Fuat Önen posted on September 14, 2020 09:28
KÜRT SİYASETİNDE BAĞIMSIZLIKÇILIK İZMİR KONFERANSI
-2-
FUAT ÖNEN
Devrimcilik aynı zamanda kendi tarifleri olmaktır
Kürdistan’da son yıllarda, aslında Türkiye’deki siyasilerin söylemesi gereken ve 90 yıldır söyleyemedikleri sözleri Kürt siyasetçileri ve aydınlarının söylemeye başladığını görüyorum. Şunları hatırlamak yeterlidir sanıyorum , işte; biz “Türkler ve Kürtler etle tırnak gibidir. Bunları ayırmak mümkün değildir.” Hatta Sedat Yurttaş bunu bir adım ileri götürüp: “Kürtler ve Türkler siyam ikizi gibidirler. Bunları birbirinden ayırırsak biri muhakkak ölür. Ama ikisinin de ölme ihtimali vardır.”

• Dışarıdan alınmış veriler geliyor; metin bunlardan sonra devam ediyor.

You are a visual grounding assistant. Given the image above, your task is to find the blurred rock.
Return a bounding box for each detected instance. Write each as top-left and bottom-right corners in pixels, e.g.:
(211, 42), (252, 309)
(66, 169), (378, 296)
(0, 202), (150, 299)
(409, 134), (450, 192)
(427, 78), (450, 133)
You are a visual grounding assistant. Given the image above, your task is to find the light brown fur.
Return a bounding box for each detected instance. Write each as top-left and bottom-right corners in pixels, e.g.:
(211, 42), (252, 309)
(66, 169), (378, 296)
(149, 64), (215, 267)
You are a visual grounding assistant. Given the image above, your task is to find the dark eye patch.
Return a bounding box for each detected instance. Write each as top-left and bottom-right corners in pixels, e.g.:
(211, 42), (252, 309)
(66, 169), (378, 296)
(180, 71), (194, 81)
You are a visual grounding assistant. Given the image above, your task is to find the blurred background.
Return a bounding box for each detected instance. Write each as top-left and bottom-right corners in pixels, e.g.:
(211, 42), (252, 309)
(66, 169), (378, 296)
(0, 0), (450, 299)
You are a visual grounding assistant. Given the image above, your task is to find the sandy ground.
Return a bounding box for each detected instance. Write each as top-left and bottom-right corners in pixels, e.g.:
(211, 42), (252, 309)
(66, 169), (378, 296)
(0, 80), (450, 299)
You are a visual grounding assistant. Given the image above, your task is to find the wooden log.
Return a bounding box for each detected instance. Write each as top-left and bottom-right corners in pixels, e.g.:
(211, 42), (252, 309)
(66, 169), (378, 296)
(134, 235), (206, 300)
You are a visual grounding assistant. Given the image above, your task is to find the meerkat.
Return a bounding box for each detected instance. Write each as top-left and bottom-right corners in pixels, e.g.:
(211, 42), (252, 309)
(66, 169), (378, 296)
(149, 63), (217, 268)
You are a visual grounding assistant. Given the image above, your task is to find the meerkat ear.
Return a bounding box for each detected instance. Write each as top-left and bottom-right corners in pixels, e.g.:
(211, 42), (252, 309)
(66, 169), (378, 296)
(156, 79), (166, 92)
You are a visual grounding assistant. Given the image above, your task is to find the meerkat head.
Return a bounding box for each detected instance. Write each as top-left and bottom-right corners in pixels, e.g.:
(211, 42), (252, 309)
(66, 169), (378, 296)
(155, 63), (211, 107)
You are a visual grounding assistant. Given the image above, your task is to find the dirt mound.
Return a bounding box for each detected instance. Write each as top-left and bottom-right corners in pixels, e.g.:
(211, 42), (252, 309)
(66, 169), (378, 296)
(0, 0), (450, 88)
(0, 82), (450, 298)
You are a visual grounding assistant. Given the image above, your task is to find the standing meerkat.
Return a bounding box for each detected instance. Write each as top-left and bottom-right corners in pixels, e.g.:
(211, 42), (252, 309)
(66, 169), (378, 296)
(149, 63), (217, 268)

1930’da Ağrı başkaldırısı yenildikten sonra Cumhuriyet Gazetesi’nde yayınlandı sanıyorum. “Muhayyel Kürdistan burada medfundur.” diye, bir yazı vardı. Kürt ayaklanmasının bastırılmış olmasının verdiği öz güvenle Muhayyel Kürdistan Ağrı Dağı’na gömdüklerini, söylemişlerdir. Buraya kadar normaldir. Yani Türkiye siyasetçilerinin içerisinde egemen siyasetçilerin böyle şeyler söylemesi bir bakımdan normaldir. Ama son kırk yılda çok büyük bedeller de ödemiş, hala cezaevinde olan bir Kürt siyasetçisinin Bağımsız Kürdistan hayalini çöpe attık demesi anormaldir. Öbür taraftan zaten Kürt halkının ulus ülke gerçekliğini ortadan kaldırmaya yönelen bir sistem var, Bu sistemin sözcüleri elbette muhayyel Kürdistan’ı gömmek isteyeceklerdir, Ağrı Dağı’na. Ama Kürdistan’da bedeller de ödeyerek Ulusal Demokratik Siyaset için önemli bir yeri olan bir arkadaşımızın “Bağımsız Kürdistan hayalini çöpe attık.” demesi Kürdistan siyasetinde Türkiyeci siyasetin etkisini göstermesi bakımından önemlidir, ve bu tür söylemleri, yani normalde egemen Türk siyasetçilerinin söylediği sözleri Kürt siyasetçilerinin de söylemeye başlıyor olmalarını çok ciddi bir tehlike olduğunu söylemek istiyorum. Bu birlik aşkı ve Türkiyeci siyaset kendisini şu argümanlarla da ifade etmektedirler. Sizler de dinliyorsunuzdur, televizyonlarda konuşan Kürt siyasetçisi ve aydınlarının çoğunun dilinde şöyle argümanlar var. Eğer Türkiye Devleti kürt sorununu çözerse, bölgenin lideri haline döner, hatta dünya lideri olması için önü açılır. Bunu söyledikleri zaman da 1071’e, 1514’e ve Çanakkale Savaşı’na, 1919-23 Savaşı’na referansta bulunarak Kürtler ve Türkler ne zaman birlikte olmuşlarsa ikisi de bundan çok fazla kar etmişlerdir. İkisinin de önü açılmıştır diye söylüyorlar ve yeniden Kürtler ve Türkler bir arada olurlarsa da Türkiye’nin önce bir bölge lideri ve hatta bir dünya devletine dönüşeceği ifade ediliyor.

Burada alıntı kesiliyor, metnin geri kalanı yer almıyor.